Antiferromagnetic semiconductor La0.6Ba0.15Ca0.15Ag0.1MnO3 perovskite with strong magnetocaloric and giant magnetoresistance effects

Abstract

The structural, electrical, magnetic, and electronic properties of La_0.6Ca_0.15Ba_0.15Ag_0.1MnO₃ (LBCAMO) were investigated experimentally and via density functional theory (DFT).
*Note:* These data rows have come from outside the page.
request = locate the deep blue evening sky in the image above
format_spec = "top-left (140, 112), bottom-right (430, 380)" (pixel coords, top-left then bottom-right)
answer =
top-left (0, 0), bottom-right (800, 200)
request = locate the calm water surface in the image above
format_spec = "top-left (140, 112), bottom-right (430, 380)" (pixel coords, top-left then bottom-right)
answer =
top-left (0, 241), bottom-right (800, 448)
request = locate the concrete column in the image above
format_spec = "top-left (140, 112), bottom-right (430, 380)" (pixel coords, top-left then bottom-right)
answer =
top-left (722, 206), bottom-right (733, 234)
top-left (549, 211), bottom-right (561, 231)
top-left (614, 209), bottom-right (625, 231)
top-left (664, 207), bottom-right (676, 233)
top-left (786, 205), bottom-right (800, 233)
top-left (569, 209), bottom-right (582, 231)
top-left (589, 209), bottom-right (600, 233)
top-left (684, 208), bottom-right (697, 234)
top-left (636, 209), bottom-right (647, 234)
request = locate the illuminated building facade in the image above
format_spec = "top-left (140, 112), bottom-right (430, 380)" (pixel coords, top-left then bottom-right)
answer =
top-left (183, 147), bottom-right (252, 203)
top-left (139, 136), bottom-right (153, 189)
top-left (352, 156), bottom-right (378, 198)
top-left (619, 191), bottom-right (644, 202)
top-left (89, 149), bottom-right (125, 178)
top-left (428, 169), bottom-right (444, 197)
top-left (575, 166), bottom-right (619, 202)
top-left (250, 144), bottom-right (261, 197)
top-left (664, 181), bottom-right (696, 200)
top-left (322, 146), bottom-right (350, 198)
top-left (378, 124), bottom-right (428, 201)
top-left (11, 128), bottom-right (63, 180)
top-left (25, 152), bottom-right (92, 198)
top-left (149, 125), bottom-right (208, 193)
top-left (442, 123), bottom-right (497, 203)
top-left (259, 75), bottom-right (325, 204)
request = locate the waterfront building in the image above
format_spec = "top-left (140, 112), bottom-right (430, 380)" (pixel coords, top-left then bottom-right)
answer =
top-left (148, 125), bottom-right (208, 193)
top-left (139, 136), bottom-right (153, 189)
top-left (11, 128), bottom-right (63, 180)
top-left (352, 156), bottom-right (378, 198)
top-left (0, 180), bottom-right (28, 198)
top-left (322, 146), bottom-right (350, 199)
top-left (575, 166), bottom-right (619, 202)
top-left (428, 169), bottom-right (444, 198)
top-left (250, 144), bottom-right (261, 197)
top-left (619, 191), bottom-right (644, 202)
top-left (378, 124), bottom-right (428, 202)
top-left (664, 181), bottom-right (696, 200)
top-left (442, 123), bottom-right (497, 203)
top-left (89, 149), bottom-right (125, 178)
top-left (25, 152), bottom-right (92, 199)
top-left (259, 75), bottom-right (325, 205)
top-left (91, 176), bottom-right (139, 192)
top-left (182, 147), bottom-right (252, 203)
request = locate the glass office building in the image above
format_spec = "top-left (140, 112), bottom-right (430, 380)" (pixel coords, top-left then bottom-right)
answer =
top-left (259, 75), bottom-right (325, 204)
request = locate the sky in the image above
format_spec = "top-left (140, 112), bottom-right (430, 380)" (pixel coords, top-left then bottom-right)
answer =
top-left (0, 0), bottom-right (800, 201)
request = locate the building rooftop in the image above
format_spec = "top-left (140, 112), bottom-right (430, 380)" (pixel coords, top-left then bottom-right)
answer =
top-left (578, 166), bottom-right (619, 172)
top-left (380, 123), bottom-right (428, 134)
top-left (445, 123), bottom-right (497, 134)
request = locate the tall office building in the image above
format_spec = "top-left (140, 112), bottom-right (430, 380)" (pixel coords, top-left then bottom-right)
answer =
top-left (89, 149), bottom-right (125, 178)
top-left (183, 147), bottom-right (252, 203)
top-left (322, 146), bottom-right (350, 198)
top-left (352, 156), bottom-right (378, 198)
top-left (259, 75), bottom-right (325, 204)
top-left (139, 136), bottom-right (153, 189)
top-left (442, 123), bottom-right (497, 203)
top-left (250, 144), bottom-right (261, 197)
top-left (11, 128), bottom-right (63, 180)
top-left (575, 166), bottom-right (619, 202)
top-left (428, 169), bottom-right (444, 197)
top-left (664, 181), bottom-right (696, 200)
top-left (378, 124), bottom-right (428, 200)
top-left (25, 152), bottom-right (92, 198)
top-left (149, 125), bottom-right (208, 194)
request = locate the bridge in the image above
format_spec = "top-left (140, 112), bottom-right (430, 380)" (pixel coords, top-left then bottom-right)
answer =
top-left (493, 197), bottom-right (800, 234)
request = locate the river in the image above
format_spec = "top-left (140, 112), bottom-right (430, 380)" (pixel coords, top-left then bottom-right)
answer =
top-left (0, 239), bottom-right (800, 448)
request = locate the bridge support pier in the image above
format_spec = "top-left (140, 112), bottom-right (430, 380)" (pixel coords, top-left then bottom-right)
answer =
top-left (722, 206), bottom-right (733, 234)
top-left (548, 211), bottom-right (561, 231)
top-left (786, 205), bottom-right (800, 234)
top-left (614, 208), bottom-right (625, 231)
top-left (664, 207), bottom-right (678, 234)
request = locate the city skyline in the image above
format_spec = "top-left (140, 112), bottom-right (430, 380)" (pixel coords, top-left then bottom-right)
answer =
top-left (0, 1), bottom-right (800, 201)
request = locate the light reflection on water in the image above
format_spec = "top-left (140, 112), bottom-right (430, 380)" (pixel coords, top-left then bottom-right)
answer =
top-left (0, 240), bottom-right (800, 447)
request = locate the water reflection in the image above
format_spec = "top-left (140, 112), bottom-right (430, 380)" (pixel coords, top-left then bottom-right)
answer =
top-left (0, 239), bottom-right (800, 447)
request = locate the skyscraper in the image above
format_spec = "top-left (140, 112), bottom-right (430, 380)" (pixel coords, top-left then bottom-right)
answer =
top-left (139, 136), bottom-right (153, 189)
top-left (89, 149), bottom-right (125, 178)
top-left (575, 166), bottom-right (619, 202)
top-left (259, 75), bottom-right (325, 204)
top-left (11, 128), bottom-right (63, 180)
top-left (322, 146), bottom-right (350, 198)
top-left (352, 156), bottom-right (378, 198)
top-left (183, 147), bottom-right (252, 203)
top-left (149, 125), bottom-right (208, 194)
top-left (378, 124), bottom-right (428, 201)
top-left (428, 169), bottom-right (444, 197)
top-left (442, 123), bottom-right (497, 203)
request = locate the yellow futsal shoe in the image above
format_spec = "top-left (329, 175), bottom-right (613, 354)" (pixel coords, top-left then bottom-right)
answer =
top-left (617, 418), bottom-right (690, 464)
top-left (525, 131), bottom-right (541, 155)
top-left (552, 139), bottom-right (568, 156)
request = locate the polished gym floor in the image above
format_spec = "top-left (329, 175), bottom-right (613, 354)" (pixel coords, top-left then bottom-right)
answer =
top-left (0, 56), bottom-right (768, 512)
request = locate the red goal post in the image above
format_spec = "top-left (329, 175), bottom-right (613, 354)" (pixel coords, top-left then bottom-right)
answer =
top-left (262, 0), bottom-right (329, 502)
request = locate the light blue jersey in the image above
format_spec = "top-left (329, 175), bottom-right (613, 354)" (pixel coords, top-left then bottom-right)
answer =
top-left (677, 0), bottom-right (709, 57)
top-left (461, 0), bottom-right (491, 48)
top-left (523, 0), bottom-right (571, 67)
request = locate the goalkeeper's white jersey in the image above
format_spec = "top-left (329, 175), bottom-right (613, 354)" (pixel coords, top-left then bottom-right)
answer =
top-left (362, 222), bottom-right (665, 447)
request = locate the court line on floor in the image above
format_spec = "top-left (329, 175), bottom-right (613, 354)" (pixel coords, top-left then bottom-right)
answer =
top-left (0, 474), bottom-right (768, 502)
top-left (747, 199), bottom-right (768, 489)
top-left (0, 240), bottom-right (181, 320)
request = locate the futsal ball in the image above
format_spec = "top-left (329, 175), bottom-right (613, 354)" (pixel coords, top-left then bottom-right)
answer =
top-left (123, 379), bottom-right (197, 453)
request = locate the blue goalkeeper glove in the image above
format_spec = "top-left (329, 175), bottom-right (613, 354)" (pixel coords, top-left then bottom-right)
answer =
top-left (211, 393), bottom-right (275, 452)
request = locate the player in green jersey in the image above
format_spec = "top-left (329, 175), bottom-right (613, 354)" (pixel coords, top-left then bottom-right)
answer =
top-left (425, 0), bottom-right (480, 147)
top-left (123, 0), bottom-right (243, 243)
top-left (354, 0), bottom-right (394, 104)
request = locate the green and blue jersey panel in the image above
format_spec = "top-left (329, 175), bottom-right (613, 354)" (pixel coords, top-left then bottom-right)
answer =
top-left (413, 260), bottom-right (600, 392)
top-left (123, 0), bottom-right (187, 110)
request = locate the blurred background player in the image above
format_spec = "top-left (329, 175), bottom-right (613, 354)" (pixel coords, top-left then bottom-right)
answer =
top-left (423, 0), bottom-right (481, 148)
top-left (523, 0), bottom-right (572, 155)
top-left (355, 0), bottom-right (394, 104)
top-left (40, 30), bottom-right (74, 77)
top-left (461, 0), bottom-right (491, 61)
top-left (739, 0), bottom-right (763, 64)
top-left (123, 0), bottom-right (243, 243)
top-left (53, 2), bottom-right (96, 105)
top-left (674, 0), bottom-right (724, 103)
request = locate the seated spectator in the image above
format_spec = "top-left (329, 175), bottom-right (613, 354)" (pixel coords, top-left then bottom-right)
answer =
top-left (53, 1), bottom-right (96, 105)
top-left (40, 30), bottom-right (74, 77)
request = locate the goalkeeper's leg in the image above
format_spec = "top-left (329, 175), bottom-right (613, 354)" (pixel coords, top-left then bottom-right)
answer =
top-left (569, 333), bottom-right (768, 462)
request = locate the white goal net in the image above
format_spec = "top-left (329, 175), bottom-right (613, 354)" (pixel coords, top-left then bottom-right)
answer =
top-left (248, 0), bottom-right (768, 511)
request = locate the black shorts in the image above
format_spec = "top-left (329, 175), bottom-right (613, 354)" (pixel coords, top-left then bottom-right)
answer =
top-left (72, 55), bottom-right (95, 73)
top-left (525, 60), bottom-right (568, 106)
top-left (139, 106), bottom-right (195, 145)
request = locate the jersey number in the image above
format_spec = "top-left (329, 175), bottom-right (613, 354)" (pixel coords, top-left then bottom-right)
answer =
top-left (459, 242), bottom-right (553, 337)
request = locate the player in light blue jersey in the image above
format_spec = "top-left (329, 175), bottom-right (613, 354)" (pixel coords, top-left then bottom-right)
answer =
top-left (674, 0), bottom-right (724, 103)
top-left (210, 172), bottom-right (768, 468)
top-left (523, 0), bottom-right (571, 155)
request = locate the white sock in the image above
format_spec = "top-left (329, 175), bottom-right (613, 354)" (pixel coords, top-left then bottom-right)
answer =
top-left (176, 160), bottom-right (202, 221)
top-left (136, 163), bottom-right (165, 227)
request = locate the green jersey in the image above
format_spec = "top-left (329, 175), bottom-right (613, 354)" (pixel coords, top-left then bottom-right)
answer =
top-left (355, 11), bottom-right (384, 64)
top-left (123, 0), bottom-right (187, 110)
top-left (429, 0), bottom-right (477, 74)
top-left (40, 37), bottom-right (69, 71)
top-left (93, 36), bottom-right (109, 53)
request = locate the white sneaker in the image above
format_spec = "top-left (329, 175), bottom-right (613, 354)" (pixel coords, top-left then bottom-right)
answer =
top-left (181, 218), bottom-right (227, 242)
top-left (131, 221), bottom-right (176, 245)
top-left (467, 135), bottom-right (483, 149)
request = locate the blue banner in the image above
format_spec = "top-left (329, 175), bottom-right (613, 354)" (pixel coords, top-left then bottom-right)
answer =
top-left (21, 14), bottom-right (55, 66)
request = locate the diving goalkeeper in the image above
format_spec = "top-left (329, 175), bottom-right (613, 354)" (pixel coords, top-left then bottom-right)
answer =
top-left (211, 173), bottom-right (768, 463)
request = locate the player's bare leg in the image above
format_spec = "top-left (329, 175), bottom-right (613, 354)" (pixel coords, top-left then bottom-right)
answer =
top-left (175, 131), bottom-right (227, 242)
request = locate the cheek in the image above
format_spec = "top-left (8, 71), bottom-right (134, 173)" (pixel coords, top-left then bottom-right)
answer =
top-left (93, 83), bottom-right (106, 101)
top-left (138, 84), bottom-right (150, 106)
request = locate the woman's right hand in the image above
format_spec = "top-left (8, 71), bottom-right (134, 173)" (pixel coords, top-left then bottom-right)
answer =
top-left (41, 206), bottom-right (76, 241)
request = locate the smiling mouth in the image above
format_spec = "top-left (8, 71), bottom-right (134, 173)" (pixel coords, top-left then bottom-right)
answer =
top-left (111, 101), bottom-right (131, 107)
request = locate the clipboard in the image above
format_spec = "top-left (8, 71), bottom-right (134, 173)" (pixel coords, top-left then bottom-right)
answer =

Synthesized via the sol–gel method, this compound exhibits non-uniform nanospherical particles (∼40 nm) and an insulator-metal transition at 75 K, accompanied by a colossal magnetoresistance of 99% at 2 T. Magnetic studies reveal a sharp antiferromagnetic (AFM)-to-ferromagnetic (FM) transition at 156 K and a second transition from FM-to-paramagnetic (PM) at 241 K. A giant magnetocaloric effect ΔS_M = 11.22 J kg⁻¹ K⁻¹ is observed at 6 T. DFT calculations reveal that, at low temperature, the system stabilizes in an A-type antiferromagnetic ground state with a Mott insulating gap of approximately 1.2 eV. The interplay of lattice, spin, and charge degrees of freedom underpins the observed transitions, positioning LBCAMO as a promising candidate for spintronics and magnetic cooling.